Сейчас он рассказывает о том, как "зубами" перегрызал пять рядов немецкой проволоки и как, оказавшись в Германии, искал своих начальников Кристмана, Герца и шоферов душегубки Ганса и Фрица: "Знал бы, где они, порезал бы их, гадов, в Германии!" Он почти кричит, рубит рукой воздух и, хитро прищурив глазок, рассуждает, как бы ему надо было тогда действовать, чтобы "помочь следствию" в розыске немцев. При этом он, сетуя на свою тогдашнюю недогадливость, стучит пальцем по голове, извлекая какой-то деревянный звук.
На немцев ему есть за что обижаться. Он с увлечением их чернит, говорит об их коварстве и заносчивости.
Я спрашиваю, объясняли ли ему немцы цели той или иной операции.
- Никогда! Об этим они именно скрывали, для чего и почему, не объясняли.
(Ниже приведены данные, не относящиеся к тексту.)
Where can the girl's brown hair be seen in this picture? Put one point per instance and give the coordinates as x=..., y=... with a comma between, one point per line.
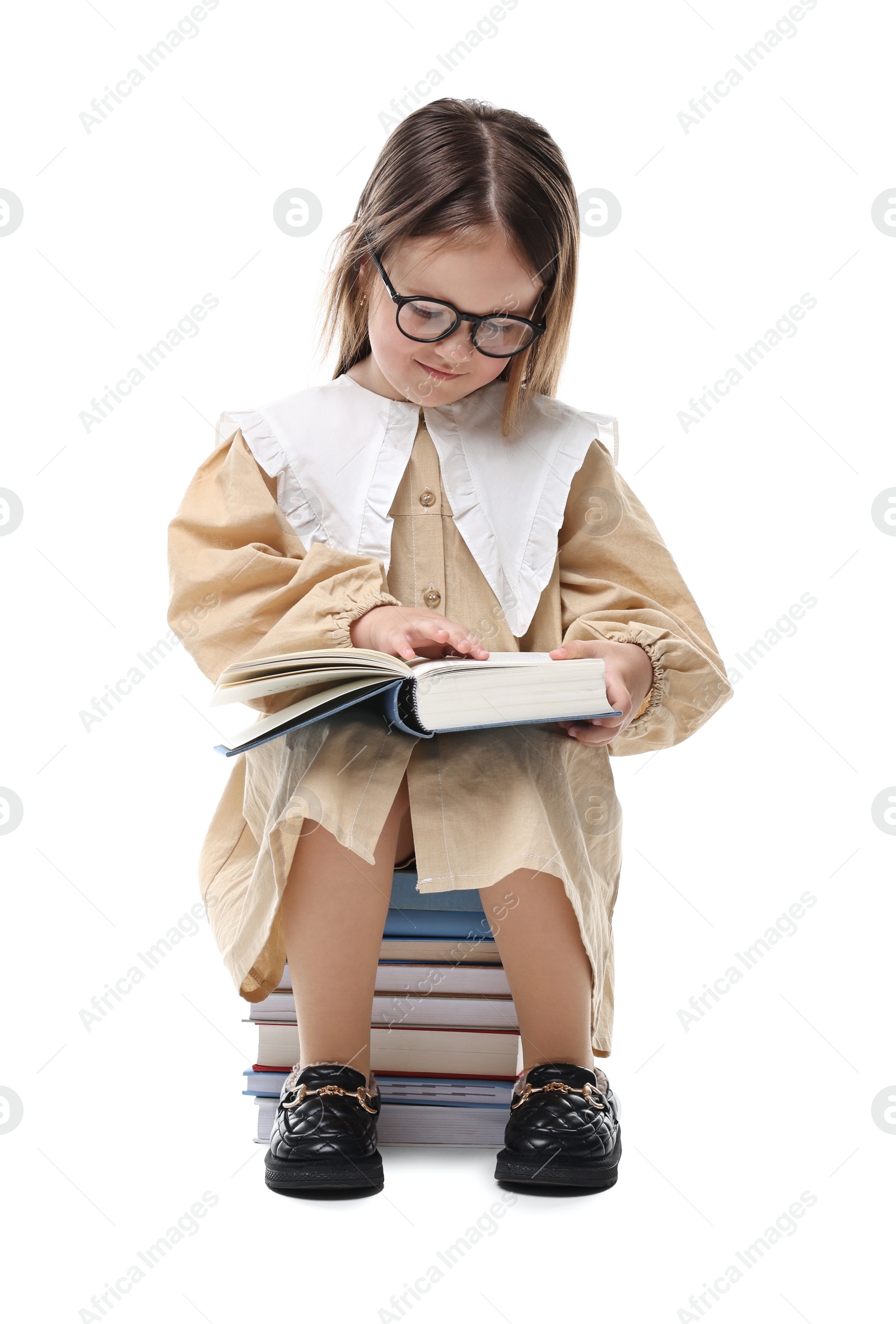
x=457, y=169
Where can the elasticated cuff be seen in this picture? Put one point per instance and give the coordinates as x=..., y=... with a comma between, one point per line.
x=343, y=620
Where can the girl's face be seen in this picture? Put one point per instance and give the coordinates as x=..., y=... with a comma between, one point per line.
x=475, y=277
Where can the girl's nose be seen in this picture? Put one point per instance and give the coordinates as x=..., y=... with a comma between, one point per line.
x=457, y=349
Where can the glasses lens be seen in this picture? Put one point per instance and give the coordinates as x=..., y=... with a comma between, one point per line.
x=501, y=337
x=424, y=319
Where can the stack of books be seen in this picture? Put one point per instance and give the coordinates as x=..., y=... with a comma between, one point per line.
x=445, y=1042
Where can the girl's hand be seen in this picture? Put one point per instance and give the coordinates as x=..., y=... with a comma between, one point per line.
x=408, y=632
x=629, y=679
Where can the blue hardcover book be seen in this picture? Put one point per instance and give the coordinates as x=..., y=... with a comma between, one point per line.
x=457, y=925
x=405, y=895
x=423, y=698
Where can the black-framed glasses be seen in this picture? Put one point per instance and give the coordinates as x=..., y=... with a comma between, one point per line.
x=498, y=336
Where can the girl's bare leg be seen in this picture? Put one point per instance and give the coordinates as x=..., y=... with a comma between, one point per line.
x=334, y=909
x=547, y=967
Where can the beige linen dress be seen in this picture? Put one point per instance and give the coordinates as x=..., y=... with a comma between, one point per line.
x=482, y=803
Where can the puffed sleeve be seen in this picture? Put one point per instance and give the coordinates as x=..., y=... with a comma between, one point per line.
x=242, y=584
x=618, y=582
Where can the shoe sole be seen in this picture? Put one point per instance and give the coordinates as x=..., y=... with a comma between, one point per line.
x=534, y=1169
x=325, y=1173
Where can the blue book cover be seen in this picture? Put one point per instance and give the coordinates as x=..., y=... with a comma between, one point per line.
x=405, y=895
x=460, y=925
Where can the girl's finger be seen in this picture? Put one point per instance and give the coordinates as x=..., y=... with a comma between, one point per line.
x=454, y=636
x=400, y=645
x=588, y=735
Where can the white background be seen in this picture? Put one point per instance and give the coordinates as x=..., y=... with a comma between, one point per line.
x=723, y=228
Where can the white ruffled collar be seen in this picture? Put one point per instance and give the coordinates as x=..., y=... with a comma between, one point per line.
x=339, y=453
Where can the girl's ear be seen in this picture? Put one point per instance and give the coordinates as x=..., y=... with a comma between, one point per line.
x=363, y=277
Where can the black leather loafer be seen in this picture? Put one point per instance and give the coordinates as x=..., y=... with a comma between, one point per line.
x=563, y=1130
x=325, y=1132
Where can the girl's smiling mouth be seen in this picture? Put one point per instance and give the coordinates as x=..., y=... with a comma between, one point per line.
x=437, y=373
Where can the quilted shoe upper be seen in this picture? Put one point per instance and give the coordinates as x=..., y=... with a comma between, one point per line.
x=556, y=1122
x=325, y=1126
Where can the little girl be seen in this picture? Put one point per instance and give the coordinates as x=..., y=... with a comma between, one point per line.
x=435, y=500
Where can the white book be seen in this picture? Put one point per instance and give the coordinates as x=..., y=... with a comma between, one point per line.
x=410, y=1052
x=398, y=1009
x=423, y=697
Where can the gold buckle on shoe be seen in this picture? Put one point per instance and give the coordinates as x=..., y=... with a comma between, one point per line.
x=587, y=1090
x=304, y=1093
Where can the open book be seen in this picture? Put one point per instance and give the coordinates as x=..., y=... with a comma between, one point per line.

В конце концов решил я: уйду от их к чертовой бабушке!..
Потом он снова стушевывается - начинается разгозор "за ейскую операцию".
Вообще он, пожалуй, из уважения к порядку ("положено") и оттого, что уже приперт к стене, решил, махнув рукой, признаваться, и все же временами, тоже "для порядка" и оттого, что "в каждом деле хитрость нужна", в меру врет, выдвигает обычную легенду о том, что кого-то спас от расстрела, каким-то партизанам помог, - все это проверяется и, как обычно, не подтверждается ничем. Он, обнаружив "провал", тоже особенно не спорит, не настаивает, "Это дело ваше, можете верить, можете - нет, а я-то хорошо помню..."
"За Ейск" он рассказывает нехотя, все же приходятся восстанавливать по деталям картину, начиная с того, как накануне они получили сухой паек хлеб, консервы рыбные, маргарин - и поехали с Гансом и Фрицем в Ейск. Немцы сидели в кабине, он вместе "с Махном и Скрипкой" - внутри душегубки, но дверь была "открытая"...
Подъехали к дому. Герц, Тримборн и Юрьев ушли в канцелярию, вели "переговоры", а Сухов и другие каратели лежали на траве, ждали. Был серый теплый день, к ним подходили дети, спрашивали, что за машина, некоторые залезали в нее. А он лежал и думал, опять-таки недовольный тем, что хлопотное выпало задание: "Работа мне будет с этими детьми!"
Потом вышел Герц, началась загрузка. Он помнит, как заведующая умоляла Герца - доказывала, что какую-то девочку надо оставить, она, мол, способная, пишет, рисует...
Задавал ли он себе и другим вопрос, зачем проводится эта акция?